Mas as constantes paragens das caravanas, a lentidão do deserto e a necessidade de procurarem abrigo durante as súbitas tempestades permitiu que os três se encontrassem em pleno deserto da Síria.
Comunicaram e depressa descobriram que tinham sido conduzidos por um mesmo e estranho impulso. Os três eram experimentados astrónomos e astrólogos. Afinal misturavam-se as suas investigações, uma vez que, a cada passo procuravam novas sobre o que sucedia no firmamento. E agora aquele sinal que ali se apresentava e que os conduzia obrigava a uma intensa explicação, que eles não tinham. Conversaram longamente. Aventaram muitas explicações. Mas não desistiram, até chegar a Jerusalém e a Belém. E não foram só os conhecimentos científicos que os ajudaram. A ciência é fundamental, mas não explica os limites.

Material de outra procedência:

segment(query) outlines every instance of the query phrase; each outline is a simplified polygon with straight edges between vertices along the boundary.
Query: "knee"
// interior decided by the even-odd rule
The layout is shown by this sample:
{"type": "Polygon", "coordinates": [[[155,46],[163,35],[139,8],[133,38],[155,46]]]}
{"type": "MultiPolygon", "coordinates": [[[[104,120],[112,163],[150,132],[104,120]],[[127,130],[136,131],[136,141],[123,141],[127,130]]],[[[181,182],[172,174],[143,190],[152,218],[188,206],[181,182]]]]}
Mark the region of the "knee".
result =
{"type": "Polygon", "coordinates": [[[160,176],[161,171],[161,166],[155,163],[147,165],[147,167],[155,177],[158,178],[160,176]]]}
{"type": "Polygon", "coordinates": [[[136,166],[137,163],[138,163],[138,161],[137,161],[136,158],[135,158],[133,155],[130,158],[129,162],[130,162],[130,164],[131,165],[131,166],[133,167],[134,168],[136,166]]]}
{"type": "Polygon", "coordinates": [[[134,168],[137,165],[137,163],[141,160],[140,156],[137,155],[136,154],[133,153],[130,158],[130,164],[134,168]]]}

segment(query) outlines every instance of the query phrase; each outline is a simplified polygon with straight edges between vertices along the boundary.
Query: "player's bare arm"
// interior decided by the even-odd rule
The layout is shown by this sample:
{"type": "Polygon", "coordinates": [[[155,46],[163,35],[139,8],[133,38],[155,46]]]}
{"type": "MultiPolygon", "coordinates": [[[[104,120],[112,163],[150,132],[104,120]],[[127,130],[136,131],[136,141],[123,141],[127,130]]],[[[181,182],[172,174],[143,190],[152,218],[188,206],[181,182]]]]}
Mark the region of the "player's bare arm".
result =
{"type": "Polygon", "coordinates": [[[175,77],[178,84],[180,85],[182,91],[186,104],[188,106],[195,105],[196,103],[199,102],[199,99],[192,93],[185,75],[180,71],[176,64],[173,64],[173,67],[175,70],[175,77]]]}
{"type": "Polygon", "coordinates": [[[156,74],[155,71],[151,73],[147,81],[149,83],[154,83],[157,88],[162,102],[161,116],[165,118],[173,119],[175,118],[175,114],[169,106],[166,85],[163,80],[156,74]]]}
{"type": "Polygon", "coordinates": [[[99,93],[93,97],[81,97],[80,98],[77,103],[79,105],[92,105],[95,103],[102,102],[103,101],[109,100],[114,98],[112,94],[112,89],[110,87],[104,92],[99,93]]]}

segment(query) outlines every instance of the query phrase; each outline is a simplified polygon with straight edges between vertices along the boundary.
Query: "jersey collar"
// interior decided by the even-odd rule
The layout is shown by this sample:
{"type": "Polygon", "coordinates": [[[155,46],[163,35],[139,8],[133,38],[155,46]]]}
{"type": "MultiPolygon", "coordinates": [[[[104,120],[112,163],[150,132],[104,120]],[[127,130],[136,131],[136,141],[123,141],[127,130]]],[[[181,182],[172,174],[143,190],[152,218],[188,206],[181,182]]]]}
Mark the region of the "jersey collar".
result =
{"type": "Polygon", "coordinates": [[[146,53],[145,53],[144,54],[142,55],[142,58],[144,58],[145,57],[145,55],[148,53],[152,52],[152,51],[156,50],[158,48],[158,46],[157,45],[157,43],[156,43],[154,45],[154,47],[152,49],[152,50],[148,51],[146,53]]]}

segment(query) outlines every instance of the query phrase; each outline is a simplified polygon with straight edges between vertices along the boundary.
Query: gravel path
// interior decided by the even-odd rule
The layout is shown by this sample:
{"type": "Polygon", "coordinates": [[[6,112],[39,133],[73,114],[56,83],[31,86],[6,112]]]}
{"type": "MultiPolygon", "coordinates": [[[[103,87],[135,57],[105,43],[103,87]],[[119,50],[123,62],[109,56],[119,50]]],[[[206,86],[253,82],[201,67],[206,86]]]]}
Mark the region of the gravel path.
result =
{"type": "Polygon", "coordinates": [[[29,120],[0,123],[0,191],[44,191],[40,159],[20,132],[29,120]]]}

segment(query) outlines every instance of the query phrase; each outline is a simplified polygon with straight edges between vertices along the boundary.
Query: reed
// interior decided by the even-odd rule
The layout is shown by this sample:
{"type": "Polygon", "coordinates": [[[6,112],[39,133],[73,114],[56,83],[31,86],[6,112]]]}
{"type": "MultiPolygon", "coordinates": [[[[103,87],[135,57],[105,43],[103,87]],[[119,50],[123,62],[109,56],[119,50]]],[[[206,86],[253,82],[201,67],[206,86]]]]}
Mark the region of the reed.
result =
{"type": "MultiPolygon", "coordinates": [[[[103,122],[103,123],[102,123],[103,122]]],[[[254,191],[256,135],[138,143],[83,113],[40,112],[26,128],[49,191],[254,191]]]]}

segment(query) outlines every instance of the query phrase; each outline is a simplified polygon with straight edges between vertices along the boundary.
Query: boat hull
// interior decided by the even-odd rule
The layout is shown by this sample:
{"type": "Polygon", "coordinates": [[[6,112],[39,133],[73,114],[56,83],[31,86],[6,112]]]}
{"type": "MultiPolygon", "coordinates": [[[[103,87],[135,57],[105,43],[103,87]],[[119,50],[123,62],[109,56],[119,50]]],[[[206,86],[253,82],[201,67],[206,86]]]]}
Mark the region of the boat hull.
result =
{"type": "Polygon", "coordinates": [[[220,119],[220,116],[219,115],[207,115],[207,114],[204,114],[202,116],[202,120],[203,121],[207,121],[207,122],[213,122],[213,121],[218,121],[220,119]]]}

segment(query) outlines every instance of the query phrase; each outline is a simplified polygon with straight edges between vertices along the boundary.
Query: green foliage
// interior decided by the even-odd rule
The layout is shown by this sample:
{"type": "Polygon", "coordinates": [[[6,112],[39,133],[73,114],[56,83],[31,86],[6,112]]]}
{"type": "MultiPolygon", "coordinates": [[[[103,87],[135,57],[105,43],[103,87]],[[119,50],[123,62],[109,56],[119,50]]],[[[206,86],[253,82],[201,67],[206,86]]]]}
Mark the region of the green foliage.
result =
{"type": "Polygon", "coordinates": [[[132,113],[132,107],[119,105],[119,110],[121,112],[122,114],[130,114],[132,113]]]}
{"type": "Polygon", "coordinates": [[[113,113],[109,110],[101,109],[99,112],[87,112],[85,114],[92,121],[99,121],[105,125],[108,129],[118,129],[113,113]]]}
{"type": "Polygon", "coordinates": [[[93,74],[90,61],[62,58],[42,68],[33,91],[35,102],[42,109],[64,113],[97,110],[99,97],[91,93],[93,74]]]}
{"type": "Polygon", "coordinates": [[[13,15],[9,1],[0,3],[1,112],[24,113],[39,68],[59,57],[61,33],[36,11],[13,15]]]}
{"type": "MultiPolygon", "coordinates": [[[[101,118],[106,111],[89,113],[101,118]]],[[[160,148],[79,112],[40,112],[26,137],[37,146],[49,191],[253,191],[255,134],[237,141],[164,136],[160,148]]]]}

Quando, depois de Herodes, se aproximaram de Belém, em busca do Menino, perceberam que não se tratava de um Rei como os outros, sedento de poder e de domínio. O quadro com que depararam quase passava despercebido, e não fora um pastor dos campos, com o seu rebanho, a indicar-lhes o modesto lugar onde estava o Menino, donde emanava uma luz indefinível mas clara, e eles não saberiam o que lhes indicava a singularíssima estrela…
A casa era muito simples e a porta estava aberta. Vários pastores e pastoras rodeavam o modesto estábulo. Um boi e uma vaca estavam próximo de um pequeno catre. Uma jovem morena, extremamente bela, aconchegava o Menino, que dormia placidamente. O seu marido conversava com os pastores e, ao ver a caravana, dirigiu-se aos Magos e saudou-os.
Havia no ar uma leve brisa e uma profunda quietude!